Se anche i Norton avevano dalla loro un demone la situazione era decisamente peggiore di quello che avevamo pensato, e il nostro piano per affrontarli andava assolutamente rivisto. Sempre che ci fosse qualcosa da affrontare.
Nonostante quella recente scoperta, infatti, non potevamo fare molto se non erano loro i primi a muoversi in modo sospetto. Che avessero in mente, però, rimaneva ancora un mistero.
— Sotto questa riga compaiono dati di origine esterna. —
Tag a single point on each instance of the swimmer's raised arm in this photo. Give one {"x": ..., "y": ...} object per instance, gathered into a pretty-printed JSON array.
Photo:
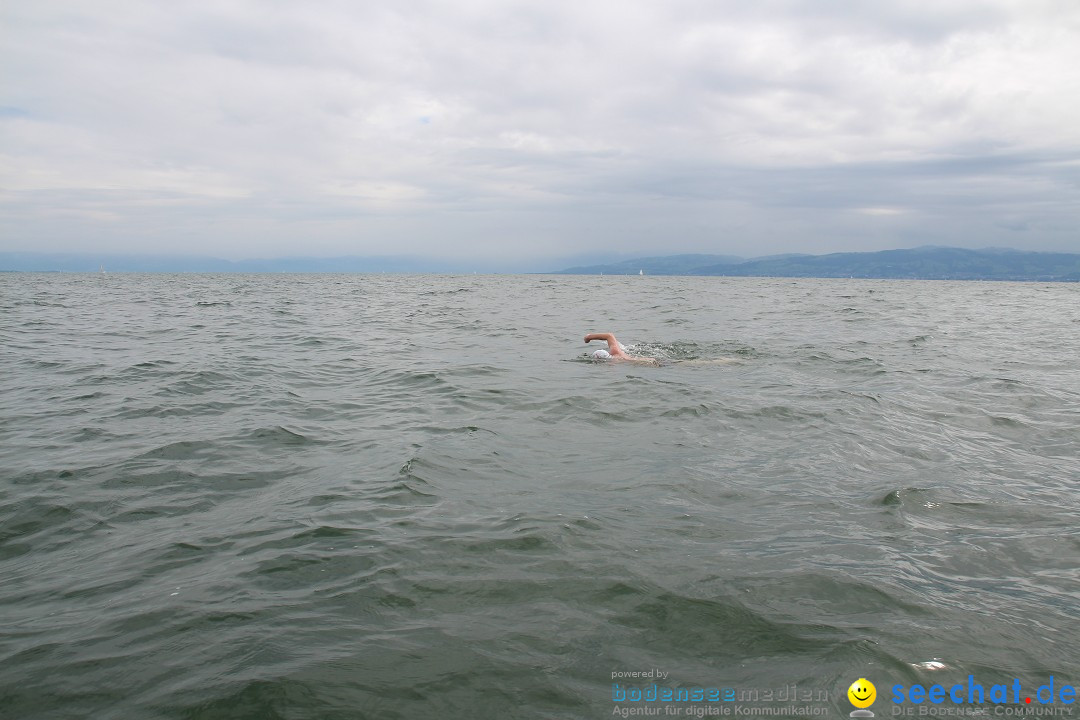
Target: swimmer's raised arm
[{"x": 613, "y": 345}]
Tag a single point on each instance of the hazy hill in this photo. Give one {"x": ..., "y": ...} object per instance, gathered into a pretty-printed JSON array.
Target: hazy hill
[{"x": 920, "y": 262}]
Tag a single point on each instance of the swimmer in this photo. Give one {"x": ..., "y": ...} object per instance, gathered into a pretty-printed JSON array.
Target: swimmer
[{"x": 616, "y": 351}]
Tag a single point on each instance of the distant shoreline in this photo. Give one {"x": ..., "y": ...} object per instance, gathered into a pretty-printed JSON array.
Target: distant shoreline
[{"x": 948, "y": 263}]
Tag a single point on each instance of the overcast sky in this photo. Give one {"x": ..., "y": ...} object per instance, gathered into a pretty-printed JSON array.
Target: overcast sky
[{"x": 534, "y": 131}]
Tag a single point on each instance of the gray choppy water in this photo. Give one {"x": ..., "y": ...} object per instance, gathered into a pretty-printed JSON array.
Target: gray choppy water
[{"x": 413, "y": 497}]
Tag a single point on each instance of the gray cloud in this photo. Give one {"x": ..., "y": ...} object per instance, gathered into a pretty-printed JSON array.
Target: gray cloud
[{"x": 538, "y": 130}]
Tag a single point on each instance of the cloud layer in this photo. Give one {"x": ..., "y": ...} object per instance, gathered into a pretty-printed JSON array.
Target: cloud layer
[{"x": 517, "y": 131}]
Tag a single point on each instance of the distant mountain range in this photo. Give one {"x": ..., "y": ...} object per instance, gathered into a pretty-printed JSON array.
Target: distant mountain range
[{"x": 918, "y": 263}]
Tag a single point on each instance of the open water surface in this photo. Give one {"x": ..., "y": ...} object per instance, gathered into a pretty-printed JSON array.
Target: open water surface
[{"x": 414, "y": 497}]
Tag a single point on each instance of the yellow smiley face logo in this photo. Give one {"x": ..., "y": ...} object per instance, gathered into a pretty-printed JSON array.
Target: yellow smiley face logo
[{"x": 862, "y": 693}]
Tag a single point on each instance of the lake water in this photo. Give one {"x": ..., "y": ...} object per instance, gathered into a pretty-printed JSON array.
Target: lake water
[{"x": 415, "y": 497}]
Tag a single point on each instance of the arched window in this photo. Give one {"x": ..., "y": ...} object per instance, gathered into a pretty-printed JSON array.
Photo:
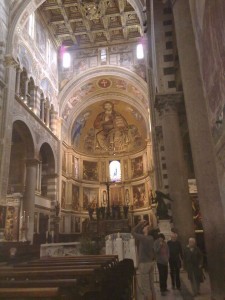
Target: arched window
[
  {"x": 140, "y": 51},
  {"x": 115, "y": 170},
  {"x": 66, "y": 60},
  {"x": 31, "y": 25}
]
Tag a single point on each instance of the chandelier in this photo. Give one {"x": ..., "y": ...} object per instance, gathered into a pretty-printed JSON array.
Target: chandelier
[{"x": 94, "y": 9}]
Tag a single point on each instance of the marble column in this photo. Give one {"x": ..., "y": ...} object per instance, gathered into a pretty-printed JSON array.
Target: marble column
[
  {"x": 203, "y": 149},
  {"x": 26, "y": 96},
  {"x": 29, "y": 196},
  {"x": 42, "y": 109},
  {"x": 18, "y": 73},
  {"x": 37, "y": 100},
  {"x": 167, "y": 105},
  {"x": 53, "y": 120},
  {"x": 6, "y": 123},
  {"x": 47, "y": 112}
]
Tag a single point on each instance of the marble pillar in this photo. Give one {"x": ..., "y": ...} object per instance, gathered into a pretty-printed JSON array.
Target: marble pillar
[
  {"x": 42, "y": 109},
  {"x": 53, "y": 120},
  {"x": 47, "y": 112},
  {"x": 29, "y": 196},
  {"x": 203, "y": 149},
  {"x": 6, "y": 123},
  {"x": 167, "y": 105},
  {"x": 18, "y": 73}
]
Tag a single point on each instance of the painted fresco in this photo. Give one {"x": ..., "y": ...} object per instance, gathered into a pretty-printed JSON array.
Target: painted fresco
[
  {"x": 136, "y": 167},
  {"x": 139, "y": 197},
  {"x": 90, "y": 198},
  {"x": 75, "y": 197},
  {"x": 210, "y": 24},
  {"x": 116, "y": 197},
  {"x": 111, "y": 84},
  {"x": 109, "y": 127},
  {"x": 75, "y": 167},
  {"x": 90, "y": 170}
]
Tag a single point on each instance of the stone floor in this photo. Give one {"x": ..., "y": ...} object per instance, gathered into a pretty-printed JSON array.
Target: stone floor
[{"x": 185, "y": 293}]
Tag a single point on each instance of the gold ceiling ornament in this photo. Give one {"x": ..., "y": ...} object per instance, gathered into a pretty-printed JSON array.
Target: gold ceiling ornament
[{"x": 94, "y": 9}]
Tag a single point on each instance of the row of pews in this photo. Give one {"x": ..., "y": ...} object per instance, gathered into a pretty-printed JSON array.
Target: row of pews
[{"x": 88, "y": 277}]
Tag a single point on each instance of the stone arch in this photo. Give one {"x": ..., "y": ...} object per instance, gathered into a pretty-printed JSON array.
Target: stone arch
[{"x": 22, "y": 149}]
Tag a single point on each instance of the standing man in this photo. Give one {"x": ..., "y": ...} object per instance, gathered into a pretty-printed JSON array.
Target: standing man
[
  {"x": 176, "y": 256},
  {"x": 193, "y": 261},
  {"x": 142, "y": 233}
]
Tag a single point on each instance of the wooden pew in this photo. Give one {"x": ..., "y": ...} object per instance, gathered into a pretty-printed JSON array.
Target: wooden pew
[
  {"x": 29, "y": 293},
  {"x": 96, "y": 277}
]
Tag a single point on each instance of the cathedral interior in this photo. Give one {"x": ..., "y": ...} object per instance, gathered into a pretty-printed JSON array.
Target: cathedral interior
[{"x": 105, "y": 106}]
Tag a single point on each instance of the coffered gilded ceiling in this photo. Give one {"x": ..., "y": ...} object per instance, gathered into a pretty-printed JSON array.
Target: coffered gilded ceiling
[{"x": 85, "y": 23}]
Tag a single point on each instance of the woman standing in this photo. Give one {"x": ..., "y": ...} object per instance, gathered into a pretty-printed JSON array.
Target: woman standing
[{"x": 193, "y": 261}]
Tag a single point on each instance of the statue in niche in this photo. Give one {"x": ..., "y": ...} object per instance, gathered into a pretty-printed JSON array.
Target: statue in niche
[{"x": 112, "y": 130}]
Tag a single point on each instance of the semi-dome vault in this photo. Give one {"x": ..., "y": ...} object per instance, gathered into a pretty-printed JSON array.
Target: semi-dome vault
[{"x": 108, "y": 127}]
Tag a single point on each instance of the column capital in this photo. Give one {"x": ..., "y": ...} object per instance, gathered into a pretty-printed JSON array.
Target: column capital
[
  {"x": 167, "y": 103},
  {"x": 32, "y": 161},
  {"x": 11, "y": 62}
]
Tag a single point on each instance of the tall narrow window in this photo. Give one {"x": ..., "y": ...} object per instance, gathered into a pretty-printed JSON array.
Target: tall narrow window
[
  {"x": 140, "y": 51},
  {"x": 66, "y": 60},
  {"x": 115, "y": 170},
  {"x": 103, "y": 55},
  {"x": 31, "y": 26},
  {"x": 48, "y": 51}
]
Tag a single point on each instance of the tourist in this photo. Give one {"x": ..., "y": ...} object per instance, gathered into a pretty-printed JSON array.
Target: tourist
[
  {"x": 145, "y": 259},
  {"x": 175, "y": 258},
  {"x": 162, "y": 258},
  {"x": 193, "y": 261}
]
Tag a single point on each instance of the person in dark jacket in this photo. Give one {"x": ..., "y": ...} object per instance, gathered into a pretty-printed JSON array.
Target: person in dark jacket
[
  {"x": 162, "y": 258},
  {"x": 141, "y": 233},
  {"x": 193, "y": 261},
  {"x": 176, "y": 257}
]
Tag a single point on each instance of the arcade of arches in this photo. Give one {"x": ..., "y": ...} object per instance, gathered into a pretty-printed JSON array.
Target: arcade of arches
[{"x": 108, "y": 129}]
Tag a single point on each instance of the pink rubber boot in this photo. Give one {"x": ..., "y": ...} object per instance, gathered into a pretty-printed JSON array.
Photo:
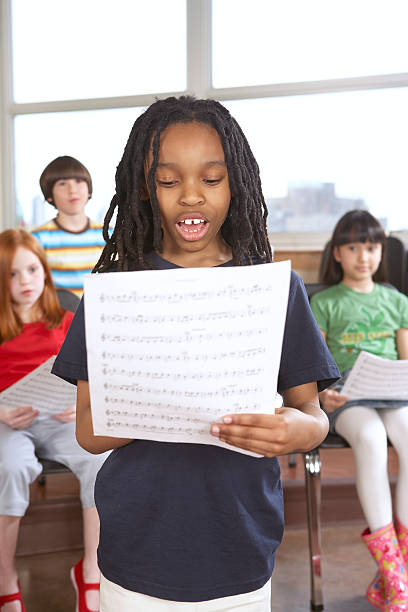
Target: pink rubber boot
[
  {"x": 402, "y": 535},
  {"x": 384, "y": 548}
]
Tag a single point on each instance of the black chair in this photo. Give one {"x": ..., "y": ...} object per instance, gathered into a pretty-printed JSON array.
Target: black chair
[
  {"x": 313, "y": 464},
  {"x": 69, "y": 301}
]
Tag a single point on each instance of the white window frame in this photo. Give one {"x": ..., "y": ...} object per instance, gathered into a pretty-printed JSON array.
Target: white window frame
[{"x": 198, "y": 83}]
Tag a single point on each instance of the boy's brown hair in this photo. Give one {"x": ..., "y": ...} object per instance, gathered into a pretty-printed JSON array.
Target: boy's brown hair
[{"x": 64, "y": 167}]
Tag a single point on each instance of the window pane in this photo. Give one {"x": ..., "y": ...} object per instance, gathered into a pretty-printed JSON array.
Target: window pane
[
  {"x": 324, "y": 154},
  {"x": 97, "y": 48},
  {"x": 96, "y": 138},
  {"x": 292, "y": 40}
]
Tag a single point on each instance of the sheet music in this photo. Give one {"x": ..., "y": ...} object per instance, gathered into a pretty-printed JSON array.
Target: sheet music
[
  {"x": 171, "y": 351},
  {"x": 40, "y": 389},
  {"x": 375, "y": 378}
]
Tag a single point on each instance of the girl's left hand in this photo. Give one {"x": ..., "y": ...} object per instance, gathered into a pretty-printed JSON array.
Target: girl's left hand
[
  {"x": 287, "y": 430},
  {"x": 67, "y": 415}
]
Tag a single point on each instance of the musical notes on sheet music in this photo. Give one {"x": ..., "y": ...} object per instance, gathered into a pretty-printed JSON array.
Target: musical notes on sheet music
[
  {"x": 171, "y": 351},
  {"x": 375, "y": 378},
  {"x": 40, "y": 389}
]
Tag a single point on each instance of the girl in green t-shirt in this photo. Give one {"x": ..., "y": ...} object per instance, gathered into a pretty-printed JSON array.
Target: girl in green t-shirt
[{"x": 356, "y": 313}]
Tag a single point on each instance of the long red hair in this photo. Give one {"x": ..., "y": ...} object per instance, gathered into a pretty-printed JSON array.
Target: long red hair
[{"x": 48, "y": 305}]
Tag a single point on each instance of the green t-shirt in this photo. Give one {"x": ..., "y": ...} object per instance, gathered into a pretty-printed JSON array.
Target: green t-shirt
[{"x": 355, "y": 322}]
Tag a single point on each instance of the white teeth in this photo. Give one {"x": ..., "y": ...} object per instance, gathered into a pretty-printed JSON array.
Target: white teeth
[{"x": 192, "y": 221}]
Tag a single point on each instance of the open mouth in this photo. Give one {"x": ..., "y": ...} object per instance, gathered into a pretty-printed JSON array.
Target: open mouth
[{"x": 192, "y": 228}]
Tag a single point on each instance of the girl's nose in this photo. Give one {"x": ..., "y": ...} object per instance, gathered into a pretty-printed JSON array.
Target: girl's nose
[
  {"x": 363, "y": 255},
  {"x": 192, "y": 195}
]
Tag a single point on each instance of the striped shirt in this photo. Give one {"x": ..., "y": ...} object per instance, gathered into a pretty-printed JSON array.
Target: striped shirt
[{"x": 70, "y": 255}]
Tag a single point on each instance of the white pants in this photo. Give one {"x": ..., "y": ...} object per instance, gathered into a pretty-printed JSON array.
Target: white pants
[
  {"x": 115, "y": 598},
  {"x": 366, "y": 430},
  {"x": 19, "y": 465}
]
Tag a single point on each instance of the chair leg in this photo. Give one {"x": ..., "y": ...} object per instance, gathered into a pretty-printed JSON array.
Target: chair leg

Quel non sapere mi metteva a disagio, e sapevo che la cosa mi stava tormentando perché ormai mi capitava persino di sognare i Norton, in particolar modo l’uomo che mi aveva aggredita al ballo. I sogni non erano mai ben definiti, tutto quello che riuscivo a vedere erano dei bambini, oltre a delle figure incappucciate.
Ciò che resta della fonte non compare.